A secret society of intrepid souls, however, known as The Priory of Sion, founded in 1099, and headed at one point by Leonardo Da Vinci, preserved The Real Truth about Christianity and tried to communicate The Real Truth by means of ingenious clues hidden in art and architecture. Brown further asserts that all of the charges made in this book are based on fact and can be discovered by any careful scholar–such as himself. However, as Laura Miller points out in that same Salon article, most of Brown’s “painstaking research” appears to be cribbed from a nonfiction book called Holy Blood, Holy Grail that made many of the same claims. The authors of Holy Blood, Holy Grail actually sued Dan Brown for plaigarism in England. The judge ruled in Brown’s favor, but made it clear he had contempt for both sides.

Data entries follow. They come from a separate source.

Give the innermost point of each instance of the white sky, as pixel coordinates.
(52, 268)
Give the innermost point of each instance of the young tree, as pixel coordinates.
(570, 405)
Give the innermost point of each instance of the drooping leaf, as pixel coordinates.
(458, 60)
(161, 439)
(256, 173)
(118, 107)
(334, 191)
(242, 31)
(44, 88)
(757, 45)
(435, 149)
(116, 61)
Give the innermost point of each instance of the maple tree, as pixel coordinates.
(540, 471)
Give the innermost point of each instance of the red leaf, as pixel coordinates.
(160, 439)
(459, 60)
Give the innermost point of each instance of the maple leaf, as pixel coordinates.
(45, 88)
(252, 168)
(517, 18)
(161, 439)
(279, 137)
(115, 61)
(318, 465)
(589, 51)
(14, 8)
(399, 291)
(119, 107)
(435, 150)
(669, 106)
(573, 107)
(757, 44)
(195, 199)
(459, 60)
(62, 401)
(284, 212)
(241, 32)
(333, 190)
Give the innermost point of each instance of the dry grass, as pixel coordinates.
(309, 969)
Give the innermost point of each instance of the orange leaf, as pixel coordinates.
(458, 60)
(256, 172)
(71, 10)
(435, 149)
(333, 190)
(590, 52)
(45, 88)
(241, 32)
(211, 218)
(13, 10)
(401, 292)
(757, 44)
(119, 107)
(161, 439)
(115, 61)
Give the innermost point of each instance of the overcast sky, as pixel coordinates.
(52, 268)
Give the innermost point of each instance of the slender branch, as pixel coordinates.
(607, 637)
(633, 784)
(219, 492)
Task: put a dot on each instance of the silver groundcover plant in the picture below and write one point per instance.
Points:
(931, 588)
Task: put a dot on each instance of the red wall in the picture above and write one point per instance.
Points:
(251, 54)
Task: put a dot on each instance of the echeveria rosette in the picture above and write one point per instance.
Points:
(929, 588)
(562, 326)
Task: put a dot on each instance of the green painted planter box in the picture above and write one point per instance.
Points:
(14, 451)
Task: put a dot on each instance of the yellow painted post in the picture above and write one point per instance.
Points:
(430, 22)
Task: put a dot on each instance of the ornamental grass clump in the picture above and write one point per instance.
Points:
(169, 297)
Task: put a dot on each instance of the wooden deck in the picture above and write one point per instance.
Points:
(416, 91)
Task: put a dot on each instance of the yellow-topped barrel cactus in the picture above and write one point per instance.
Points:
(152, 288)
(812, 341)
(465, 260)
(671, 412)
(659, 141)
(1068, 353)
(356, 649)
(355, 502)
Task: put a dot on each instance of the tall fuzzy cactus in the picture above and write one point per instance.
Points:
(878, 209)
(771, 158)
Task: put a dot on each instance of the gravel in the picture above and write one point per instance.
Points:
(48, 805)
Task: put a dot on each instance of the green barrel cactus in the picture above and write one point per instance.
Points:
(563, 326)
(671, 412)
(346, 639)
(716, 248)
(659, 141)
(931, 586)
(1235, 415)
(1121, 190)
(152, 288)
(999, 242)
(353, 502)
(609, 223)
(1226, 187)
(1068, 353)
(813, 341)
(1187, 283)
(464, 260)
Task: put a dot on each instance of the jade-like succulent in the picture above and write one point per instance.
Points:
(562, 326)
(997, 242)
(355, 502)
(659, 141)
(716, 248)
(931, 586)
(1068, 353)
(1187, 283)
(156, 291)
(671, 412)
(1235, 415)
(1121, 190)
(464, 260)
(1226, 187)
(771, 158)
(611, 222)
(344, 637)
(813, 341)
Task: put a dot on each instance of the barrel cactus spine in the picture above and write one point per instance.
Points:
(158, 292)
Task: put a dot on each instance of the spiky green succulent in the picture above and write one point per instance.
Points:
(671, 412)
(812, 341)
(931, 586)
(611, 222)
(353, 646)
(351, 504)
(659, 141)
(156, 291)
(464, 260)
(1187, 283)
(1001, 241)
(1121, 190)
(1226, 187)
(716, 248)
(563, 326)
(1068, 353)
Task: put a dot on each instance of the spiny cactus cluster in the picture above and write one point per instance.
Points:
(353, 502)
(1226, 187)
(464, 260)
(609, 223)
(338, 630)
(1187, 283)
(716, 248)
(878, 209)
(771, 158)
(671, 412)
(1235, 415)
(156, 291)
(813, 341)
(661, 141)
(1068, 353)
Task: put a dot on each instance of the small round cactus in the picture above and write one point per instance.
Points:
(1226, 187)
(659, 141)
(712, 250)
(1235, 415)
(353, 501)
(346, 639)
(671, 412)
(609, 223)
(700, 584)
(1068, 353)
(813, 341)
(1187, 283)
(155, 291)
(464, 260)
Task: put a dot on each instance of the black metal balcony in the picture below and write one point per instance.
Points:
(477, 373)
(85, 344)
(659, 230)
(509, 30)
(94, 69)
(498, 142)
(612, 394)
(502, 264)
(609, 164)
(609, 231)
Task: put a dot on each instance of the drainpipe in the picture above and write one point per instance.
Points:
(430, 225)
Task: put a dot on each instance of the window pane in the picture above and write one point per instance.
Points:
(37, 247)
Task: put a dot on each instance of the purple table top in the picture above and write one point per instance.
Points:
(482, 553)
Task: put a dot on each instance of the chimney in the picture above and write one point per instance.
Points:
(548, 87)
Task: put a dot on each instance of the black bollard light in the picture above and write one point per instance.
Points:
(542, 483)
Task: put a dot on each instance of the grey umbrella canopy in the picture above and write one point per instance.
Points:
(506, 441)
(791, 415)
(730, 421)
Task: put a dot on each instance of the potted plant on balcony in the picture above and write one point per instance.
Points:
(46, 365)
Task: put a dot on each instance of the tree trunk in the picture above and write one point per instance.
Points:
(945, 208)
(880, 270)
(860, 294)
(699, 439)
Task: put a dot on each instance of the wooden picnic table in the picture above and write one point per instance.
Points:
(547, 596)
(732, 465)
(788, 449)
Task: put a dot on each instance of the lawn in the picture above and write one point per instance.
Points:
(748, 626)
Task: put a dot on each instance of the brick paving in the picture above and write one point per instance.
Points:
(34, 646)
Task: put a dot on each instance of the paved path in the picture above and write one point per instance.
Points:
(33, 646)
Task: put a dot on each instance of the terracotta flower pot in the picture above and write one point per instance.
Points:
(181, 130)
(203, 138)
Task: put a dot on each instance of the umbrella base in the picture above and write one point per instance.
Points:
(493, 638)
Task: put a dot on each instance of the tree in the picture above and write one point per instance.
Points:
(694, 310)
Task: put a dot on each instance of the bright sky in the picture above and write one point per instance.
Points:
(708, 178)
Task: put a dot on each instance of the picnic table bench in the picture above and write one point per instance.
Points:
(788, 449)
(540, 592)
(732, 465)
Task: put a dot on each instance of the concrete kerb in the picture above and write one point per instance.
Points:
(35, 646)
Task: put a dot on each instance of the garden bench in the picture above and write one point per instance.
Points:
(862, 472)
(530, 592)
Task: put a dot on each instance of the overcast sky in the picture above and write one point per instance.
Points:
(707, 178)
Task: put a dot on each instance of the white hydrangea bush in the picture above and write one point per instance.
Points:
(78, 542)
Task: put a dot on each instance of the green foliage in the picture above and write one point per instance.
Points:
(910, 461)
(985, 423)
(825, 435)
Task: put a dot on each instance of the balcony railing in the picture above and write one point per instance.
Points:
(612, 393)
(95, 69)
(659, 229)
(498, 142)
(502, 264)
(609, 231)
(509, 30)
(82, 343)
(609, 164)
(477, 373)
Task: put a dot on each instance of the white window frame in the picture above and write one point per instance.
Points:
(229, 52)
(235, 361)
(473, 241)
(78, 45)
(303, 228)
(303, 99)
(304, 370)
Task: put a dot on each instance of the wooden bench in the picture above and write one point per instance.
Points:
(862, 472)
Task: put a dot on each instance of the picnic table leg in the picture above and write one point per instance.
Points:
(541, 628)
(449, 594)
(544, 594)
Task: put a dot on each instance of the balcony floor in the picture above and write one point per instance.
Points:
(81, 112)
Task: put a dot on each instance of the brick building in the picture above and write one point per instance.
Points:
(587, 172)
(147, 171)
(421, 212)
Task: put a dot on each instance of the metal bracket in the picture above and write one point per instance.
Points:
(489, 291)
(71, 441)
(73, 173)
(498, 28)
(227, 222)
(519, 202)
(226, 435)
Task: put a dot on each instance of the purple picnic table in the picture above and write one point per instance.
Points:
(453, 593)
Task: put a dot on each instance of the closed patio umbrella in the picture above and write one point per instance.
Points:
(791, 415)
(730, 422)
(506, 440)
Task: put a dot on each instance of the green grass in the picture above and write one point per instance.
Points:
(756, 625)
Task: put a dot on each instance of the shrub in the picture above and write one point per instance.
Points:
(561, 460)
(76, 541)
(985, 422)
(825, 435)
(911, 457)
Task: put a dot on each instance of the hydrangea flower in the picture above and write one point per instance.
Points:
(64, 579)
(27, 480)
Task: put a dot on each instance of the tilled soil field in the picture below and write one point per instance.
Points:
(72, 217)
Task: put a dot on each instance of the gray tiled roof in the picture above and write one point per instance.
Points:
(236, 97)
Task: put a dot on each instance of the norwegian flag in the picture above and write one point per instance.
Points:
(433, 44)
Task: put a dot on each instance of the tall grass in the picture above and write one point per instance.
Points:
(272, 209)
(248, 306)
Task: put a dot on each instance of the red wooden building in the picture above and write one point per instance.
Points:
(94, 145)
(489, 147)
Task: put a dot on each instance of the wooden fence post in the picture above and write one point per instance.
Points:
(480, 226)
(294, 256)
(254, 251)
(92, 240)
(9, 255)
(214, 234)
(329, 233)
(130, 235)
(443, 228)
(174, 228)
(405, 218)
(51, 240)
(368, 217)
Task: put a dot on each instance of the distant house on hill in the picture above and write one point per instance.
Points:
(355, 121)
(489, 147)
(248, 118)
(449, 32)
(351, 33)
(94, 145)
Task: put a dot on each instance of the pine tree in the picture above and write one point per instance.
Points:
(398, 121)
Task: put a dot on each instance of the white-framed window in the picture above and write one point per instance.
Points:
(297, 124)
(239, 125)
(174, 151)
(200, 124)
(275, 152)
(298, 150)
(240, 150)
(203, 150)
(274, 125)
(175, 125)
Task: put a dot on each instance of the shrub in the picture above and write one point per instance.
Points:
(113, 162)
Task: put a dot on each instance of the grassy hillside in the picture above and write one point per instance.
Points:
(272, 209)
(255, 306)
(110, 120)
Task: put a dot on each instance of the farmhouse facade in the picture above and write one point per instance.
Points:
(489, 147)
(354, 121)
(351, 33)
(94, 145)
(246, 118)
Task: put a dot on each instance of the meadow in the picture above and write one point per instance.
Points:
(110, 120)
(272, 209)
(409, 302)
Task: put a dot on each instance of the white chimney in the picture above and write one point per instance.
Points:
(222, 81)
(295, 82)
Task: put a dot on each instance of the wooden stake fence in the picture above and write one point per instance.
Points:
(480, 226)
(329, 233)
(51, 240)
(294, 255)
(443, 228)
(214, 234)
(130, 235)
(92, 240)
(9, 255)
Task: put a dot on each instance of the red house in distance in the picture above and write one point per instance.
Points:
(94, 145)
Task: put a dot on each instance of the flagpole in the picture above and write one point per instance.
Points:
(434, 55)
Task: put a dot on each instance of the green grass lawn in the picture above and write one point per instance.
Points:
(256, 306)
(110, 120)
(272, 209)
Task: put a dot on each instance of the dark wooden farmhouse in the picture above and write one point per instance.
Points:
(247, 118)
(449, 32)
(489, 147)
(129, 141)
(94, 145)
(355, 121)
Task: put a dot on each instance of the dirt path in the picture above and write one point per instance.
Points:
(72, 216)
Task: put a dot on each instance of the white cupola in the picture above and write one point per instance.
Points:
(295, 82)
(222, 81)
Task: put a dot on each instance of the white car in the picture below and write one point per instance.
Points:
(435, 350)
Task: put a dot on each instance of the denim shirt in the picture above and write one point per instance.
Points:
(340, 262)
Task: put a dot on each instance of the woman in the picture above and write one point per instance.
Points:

Brown’s little pile of poppycock has sold about 40 million copies worldwide despite the fact that both secular and religious sources (Catholic and Protestant alike) have conclusively demonstrated that all the claims Brown makes about Jesus, the gospels, and the early church are patently false. The Da Vinci Code is hooey, pure and simple–not just hooey, but badly written hooey to boot. Now the badly written hooey has been translated into a badly written movie. One can only hope that once people can see all this idiocy on the screen in glorious living color, they’ll stop and wonder how they were stupid enough to fall for it in the first place.

P. S. Hat Tips to Dawn Eden for the link to Rotten Tomatoes.com, Amy Welborn’s Amazon.com blog for the link to the Salon article, her regular Open Book blog for the link to the article by Gary M. Burge, and Clayton Emmer for the link to this fine article by Father Joseph Carola, S. J.